Republicans also underperformed by about 20 seats in 1970, which I would attribute to Cambodia and Kent State. In 1994, Republicans outperformed by (approximately) a dozen seats, which may be a useful guide to the likely direction and magnitude of mis-estimation this time around.
Still, I remain deeply suspicious of a model that is telling me that the resignation of a President in 1974, or the impeachment of one in 1998, had no impact on the subsequent midterm elections.
Oh well - Prof. Hibbs has been doing this for a long time.
SELF-QUIBBLE: Matching under-performance and over-performance with non-economic news (as I did above for 1970, 2002 and 2006) makes a certain sense, since this model does not specifically incorporate other variables (Hibbs did make a Presidential "Bread and Peace" model).
On the other hand, every day the financial news includes some good news, some bad news, and the reported market movements. Sometimes there is an obvious connection; other days, what is obvious is that the reporter simply said, hmm, the market went up so I guess the good news was the driver. And maybe it was, or maybe the driver was something overlooked by reporters but not investors.

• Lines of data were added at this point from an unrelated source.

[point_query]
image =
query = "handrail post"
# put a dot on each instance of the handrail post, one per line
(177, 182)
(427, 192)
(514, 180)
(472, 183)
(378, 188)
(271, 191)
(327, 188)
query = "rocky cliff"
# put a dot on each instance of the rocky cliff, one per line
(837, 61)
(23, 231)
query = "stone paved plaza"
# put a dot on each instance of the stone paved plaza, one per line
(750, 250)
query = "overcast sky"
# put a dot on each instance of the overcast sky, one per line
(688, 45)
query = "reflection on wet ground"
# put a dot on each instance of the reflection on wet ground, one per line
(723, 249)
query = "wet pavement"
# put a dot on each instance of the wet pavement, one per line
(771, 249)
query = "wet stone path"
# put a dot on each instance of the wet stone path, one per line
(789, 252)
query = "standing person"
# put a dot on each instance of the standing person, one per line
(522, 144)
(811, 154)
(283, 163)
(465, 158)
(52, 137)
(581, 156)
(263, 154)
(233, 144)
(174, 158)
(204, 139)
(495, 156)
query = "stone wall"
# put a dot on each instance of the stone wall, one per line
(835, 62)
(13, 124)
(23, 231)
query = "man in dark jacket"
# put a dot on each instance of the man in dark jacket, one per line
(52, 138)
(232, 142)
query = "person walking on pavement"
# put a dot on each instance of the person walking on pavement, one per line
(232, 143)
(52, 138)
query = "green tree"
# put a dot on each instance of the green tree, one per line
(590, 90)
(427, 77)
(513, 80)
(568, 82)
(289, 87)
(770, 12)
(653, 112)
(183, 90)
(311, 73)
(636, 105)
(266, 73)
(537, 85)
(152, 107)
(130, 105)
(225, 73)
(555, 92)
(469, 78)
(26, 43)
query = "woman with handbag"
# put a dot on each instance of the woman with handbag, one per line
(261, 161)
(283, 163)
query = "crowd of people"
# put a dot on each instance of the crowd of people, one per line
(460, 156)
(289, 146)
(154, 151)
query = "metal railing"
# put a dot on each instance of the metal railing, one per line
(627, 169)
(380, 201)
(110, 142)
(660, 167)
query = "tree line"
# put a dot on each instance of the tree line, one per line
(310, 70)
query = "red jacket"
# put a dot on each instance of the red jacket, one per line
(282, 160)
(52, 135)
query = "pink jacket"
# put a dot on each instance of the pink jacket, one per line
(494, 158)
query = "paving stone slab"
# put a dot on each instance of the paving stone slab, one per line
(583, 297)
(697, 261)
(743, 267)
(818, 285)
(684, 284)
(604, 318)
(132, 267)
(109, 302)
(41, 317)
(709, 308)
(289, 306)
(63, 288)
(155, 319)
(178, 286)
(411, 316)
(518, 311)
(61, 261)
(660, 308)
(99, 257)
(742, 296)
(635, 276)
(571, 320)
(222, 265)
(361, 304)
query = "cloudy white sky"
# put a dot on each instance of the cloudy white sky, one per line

BONUS QUIBBLE: Just to stick with Watergate, the 1974 data point was used to estimate the model parameters, so in effect, 1974 dragged the model towards itself. Maybe the model result would be quite different and there would be an obvious 'Watergate effect' if 1974 had been held out of the data used to estimate the model. Or maybe the weak economy in 1974 created an environment in which Nixon's opponents could force him to resign and in 1999 Clinton survived due to a strong economy bouying his popularity.